Beyond water, Afghanistan’s collaboration with India and its treatment of foreign investors, such as Chinese firms accused of underperformance and subjected to asset confiscation, demonstrates erratic governance. These actions undermine investor confidence and risk further isolating Afghanistan from the international community.

Internally, the Taliban-led regime continues to struggle for legitimacy. Its engagement in external disputes, such as water and border issues, seems aimed at rallying domestic support. Yet this approach risks backfiring, deepening both domestic discontent and regional instability.

Pakistan, therefore, must respond through a strategic approach that addresses both water-sharing and militancy together. These are not separate issues; they are deeply interconnected. Water security cannot be ensured without border security, and vice versa. Pakistan’s rights to its transboundary water sources must be asserted firmly while keeping diplomatic channels open.

Regional cooperation is vital.

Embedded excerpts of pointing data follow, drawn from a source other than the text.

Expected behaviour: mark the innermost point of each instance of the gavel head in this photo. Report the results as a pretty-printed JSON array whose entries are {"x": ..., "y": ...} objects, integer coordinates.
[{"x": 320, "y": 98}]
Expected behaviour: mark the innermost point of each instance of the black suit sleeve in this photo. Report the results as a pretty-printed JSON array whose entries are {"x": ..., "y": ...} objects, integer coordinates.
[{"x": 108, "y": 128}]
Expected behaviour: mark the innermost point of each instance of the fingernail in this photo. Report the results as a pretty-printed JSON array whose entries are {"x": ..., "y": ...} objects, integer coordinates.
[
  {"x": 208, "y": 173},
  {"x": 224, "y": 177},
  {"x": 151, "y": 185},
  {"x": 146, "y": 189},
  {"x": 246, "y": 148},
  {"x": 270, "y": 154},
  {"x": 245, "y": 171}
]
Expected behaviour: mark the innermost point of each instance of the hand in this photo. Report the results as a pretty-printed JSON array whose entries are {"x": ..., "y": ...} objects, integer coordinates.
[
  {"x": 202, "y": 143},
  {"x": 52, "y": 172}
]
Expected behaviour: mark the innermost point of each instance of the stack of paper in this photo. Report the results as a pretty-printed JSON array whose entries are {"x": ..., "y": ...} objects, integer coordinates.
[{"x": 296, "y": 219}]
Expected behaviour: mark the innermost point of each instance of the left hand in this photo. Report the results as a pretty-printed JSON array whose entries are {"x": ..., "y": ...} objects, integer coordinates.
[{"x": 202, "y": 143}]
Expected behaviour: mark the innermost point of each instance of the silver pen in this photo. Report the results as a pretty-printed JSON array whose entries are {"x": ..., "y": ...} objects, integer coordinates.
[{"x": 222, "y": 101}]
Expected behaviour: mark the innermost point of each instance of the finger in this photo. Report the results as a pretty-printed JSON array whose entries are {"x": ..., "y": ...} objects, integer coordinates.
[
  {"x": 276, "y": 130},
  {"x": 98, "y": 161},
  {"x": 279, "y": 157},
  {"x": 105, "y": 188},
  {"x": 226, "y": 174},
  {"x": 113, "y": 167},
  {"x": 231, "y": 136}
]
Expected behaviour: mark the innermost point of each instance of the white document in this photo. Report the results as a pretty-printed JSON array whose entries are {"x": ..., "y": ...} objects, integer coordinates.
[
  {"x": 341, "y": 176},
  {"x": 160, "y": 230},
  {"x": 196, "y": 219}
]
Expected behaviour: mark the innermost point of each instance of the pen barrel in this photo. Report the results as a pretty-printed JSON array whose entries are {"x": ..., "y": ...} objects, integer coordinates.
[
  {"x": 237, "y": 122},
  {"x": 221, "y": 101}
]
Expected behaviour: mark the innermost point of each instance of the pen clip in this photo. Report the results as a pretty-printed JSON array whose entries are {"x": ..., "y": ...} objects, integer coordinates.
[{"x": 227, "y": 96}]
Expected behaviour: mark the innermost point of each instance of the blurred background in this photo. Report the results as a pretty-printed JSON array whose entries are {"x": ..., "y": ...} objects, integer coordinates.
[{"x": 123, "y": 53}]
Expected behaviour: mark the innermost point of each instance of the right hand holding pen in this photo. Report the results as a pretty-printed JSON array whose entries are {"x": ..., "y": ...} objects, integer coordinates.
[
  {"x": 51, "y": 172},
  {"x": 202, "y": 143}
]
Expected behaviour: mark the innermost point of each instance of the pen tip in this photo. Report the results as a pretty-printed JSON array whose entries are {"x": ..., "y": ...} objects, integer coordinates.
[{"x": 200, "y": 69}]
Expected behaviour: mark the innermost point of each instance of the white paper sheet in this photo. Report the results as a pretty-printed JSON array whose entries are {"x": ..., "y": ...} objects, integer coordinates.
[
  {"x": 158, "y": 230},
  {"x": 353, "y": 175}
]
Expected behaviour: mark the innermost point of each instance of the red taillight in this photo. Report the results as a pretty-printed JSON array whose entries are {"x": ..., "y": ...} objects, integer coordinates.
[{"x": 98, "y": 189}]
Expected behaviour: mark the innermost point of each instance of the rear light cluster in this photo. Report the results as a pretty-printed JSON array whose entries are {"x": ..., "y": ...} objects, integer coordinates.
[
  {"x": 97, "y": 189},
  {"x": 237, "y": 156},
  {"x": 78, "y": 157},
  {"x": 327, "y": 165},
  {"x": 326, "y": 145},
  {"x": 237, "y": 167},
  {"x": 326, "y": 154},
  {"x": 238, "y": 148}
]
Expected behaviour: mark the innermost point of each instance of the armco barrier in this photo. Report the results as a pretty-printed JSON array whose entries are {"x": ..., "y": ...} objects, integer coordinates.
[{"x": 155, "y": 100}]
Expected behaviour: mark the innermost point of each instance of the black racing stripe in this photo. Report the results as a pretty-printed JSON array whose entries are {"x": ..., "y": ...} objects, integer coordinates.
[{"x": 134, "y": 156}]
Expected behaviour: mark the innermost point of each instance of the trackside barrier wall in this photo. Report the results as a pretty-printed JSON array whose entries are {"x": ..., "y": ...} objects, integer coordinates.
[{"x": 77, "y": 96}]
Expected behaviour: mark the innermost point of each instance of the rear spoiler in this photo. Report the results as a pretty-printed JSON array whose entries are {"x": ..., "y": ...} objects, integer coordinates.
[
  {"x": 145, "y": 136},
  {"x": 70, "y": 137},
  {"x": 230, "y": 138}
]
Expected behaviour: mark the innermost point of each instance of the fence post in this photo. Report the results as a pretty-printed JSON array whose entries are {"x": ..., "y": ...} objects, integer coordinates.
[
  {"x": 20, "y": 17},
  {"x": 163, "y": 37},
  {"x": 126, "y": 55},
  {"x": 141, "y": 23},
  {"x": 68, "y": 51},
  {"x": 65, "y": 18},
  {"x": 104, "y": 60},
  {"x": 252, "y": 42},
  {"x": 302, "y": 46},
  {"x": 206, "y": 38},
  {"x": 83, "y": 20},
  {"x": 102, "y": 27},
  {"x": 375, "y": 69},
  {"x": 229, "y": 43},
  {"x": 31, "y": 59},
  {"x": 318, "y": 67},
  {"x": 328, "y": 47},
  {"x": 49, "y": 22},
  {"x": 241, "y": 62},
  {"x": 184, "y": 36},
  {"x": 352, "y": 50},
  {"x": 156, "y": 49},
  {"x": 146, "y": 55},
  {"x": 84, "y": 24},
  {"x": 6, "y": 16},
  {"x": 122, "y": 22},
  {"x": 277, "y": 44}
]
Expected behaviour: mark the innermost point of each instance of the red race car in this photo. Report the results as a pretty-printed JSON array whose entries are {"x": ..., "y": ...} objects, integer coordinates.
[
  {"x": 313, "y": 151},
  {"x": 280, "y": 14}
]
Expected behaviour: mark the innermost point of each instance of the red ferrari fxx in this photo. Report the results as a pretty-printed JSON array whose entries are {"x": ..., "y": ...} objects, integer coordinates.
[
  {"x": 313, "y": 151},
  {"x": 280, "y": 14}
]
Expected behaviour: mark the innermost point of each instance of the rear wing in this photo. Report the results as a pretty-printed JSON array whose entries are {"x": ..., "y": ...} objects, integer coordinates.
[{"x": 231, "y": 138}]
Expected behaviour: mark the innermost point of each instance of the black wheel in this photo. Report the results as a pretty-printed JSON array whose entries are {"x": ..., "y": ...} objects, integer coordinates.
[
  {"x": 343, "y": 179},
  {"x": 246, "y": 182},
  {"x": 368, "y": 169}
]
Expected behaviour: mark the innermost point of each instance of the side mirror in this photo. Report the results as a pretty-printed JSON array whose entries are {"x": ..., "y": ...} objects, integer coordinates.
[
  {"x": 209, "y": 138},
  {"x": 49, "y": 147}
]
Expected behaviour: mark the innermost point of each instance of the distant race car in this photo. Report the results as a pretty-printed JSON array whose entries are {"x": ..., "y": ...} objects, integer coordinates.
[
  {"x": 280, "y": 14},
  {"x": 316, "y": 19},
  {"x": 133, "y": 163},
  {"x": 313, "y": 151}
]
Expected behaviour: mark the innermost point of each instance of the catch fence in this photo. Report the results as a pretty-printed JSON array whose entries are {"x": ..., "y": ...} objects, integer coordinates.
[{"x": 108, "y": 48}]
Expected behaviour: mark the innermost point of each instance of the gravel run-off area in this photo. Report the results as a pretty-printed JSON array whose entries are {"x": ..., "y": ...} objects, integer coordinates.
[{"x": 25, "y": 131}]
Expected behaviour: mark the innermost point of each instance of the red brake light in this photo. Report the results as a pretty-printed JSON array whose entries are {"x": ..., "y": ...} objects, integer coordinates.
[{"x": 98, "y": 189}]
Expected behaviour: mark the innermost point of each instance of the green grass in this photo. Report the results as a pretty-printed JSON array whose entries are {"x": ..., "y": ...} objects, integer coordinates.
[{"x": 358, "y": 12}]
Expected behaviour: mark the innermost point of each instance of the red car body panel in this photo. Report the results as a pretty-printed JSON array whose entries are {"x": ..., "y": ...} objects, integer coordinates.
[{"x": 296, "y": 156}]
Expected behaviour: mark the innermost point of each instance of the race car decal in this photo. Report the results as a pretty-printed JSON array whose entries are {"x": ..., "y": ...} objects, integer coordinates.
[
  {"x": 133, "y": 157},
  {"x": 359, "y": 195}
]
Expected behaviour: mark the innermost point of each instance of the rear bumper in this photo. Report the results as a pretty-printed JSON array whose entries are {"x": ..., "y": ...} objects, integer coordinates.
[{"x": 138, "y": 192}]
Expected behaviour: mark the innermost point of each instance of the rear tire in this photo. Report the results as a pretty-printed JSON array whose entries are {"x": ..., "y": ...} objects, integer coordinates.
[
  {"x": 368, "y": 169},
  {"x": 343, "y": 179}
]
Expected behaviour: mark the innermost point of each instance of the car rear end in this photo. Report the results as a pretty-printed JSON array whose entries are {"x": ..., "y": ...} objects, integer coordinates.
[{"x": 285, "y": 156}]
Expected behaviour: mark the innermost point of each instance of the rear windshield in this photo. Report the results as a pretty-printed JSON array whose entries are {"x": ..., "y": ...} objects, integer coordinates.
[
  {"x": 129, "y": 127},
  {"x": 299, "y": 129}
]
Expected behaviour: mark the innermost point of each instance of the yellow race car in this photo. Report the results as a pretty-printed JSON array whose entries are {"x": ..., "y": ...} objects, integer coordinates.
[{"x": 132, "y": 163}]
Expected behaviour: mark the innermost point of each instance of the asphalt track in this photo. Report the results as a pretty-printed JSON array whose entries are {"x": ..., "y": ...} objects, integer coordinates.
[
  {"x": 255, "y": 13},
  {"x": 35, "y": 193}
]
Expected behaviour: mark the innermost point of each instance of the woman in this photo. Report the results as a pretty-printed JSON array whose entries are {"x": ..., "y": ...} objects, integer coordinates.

Multilateral mechanisms such as the Moscow Format, the Trilateral (China-Pakistan-Afghanistan), and the Quadrilateral (China-Pakistan-Russia-Iran) provide platforms to address terrorism, water governance, and economic integration collectively. These forums should be used more actively to de-escalate tensions and promote stability.

The stakes are high. Around 400 million people across Pakistan, India, and Afghanistan still live in poverty, many without access to education or basic healthcare. Each rise in regional tension diverts precious resources from human development to defense, perpetuating cycles of poverty and insecurity.

For Pakistan, success will depend on balancing security needs with development goals. The rare earth partnership with the United States offers an opportunity for economic transformation, but only if regional peace can be secured. Similarly, sustainable management of shared water resources with Afghanistan can turn a potential conflict into cooperation.

Ultimately, Afghanistan’s turmoil, India’s opportunism, and Pakistan’s vulnerabilities form an intricate triangle that will define South Asia’s stability in the coming decade. The path forward lies not in confrontation but in coordinated diplomacy and pragmatic policy.

Afghanistan must act responsibly by curbing militancy, respecting transboundary water rights, and creating a safe environment for investors. Pakistan, in turn, must continue using diplomatic forums to protect its security and economic interests. The move toward regional stability cannot be imported; it must be built locally, step by step, through understanding and respect for shared resources.

The real test of leadership in both countries will be measured not by rhetoric but by their ability to turn conflict into cooperation. The future of South Asia depends on how wisely both nations prepare the ground beneath their shared borders and rivers.